"Quand nous paraissons sur cette terre, venant on ne sait d'où, au lieu de partir de ce qu'avaient appris nos parents, nous avons tout oublié et sommes obligés de tout recommencer, de tout réapprendre, mais l'insecte poursuit tranquillement l'existence de ceux qui l'ont devancé, comme si cette existence n'avait jamais été interrompue. N'oublions point que les insectes nous précèdent de milliers, voire de millions d'années. On les trouve déjà dans le Silurien et surtout dans le Carbonifère, c'est-à-dire dans les fantastiques forêts de la jeunesse, ou plutôt de l'enfance, de la terre. Ils devancent les Sauriens, les oiseaux reptiliens et les mammifères qui annoncent la venue de l'homme. Ils appartiennent au Primaire, alors que nous n'apparaissons qu'à la dernière époque géologique, des milliers de siècles après eux. Nous ne deviendrons leurs égaux que lorsque nous saurons comme eux que la mort n'existe pas, qu'elle n'est qu'un mot malheureux qui cache l'attente, le grand sommeil ou une vie différente de celle que nous croyons perdre."

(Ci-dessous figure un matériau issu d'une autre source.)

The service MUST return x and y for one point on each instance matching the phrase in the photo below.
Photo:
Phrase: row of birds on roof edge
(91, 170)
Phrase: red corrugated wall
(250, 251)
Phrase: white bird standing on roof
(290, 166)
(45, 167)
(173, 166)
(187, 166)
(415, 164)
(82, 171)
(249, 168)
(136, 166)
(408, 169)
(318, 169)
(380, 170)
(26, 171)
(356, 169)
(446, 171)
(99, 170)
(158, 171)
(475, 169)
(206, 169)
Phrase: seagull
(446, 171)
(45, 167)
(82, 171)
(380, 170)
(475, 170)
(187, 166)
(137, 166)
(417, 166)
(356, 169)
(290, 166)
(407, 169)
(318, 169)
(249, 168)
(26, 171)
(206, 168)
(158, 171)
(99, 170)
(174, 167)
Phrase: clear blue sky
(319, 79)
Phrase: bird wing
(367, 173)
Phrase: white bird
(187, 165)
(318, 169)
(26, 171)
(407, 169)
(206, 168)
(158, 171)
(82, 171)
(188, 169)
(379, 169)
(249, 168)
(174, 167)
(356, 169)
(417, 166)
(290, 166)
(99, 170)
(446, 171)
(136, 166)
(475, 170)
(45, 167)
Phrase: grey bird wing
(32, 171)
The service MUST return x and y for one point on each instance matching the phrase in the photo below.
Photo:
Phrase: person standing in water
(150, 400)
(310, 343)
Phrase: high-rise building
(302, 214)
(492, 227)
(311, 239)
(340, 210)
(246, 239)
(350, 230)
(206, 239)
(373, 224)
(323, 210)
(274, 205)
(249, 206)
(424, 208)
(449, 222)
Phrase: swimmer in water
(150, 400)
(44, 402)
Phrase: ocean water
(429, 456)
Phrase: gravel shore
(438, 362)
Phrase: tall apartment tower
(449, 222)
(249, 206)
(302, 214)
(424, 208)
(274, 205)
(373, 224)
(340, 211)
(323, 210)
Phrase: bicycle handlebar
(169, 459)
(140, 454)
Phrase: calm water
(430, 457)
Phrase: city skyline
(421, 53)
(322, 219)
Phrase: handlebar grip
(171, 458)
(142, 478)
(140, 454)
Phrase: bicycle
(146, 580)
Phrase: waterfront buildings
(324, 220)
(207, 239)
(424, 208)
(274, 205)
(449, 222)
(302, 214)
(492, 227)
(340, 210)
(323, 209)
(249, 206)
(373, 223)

Ces quelques phrases résument toute la fascination de Maurice Maeterlinck, lauréat du prix Nobel de littérature en 1911, pour la vie de la nature, dont il est un fin observateur, et plus particulièrement pour les insectes sociaux, qu'il plaça au centre de ses travaux d'histoire naturelle. Ce cycle d'essais, commencé en 1901 avec La Vie des abeilles et poursuivi en 1910 avec L'Intelligence des fleurs, puis avec La Vie des termites (1926) et La Vie des fourmis (1930) constitue une oeuvre profondément singulière. Chatoyance des images, musicalité de la prose et philosophie du propos tendent à révéler les liens secrets qui unissent l'homme et la nature.
L'auteur : Maurice Maeterlinck (1862-1949). Grande figure du symbolisme belge, il reste fameux pour son théâtre (Pelléas et Melisande ; L'oiseau bleu), sa poésie (Serres chaudes) et ses essais de mystique et de biologie. Il reçoit le prix Nobel de littérature en 1911.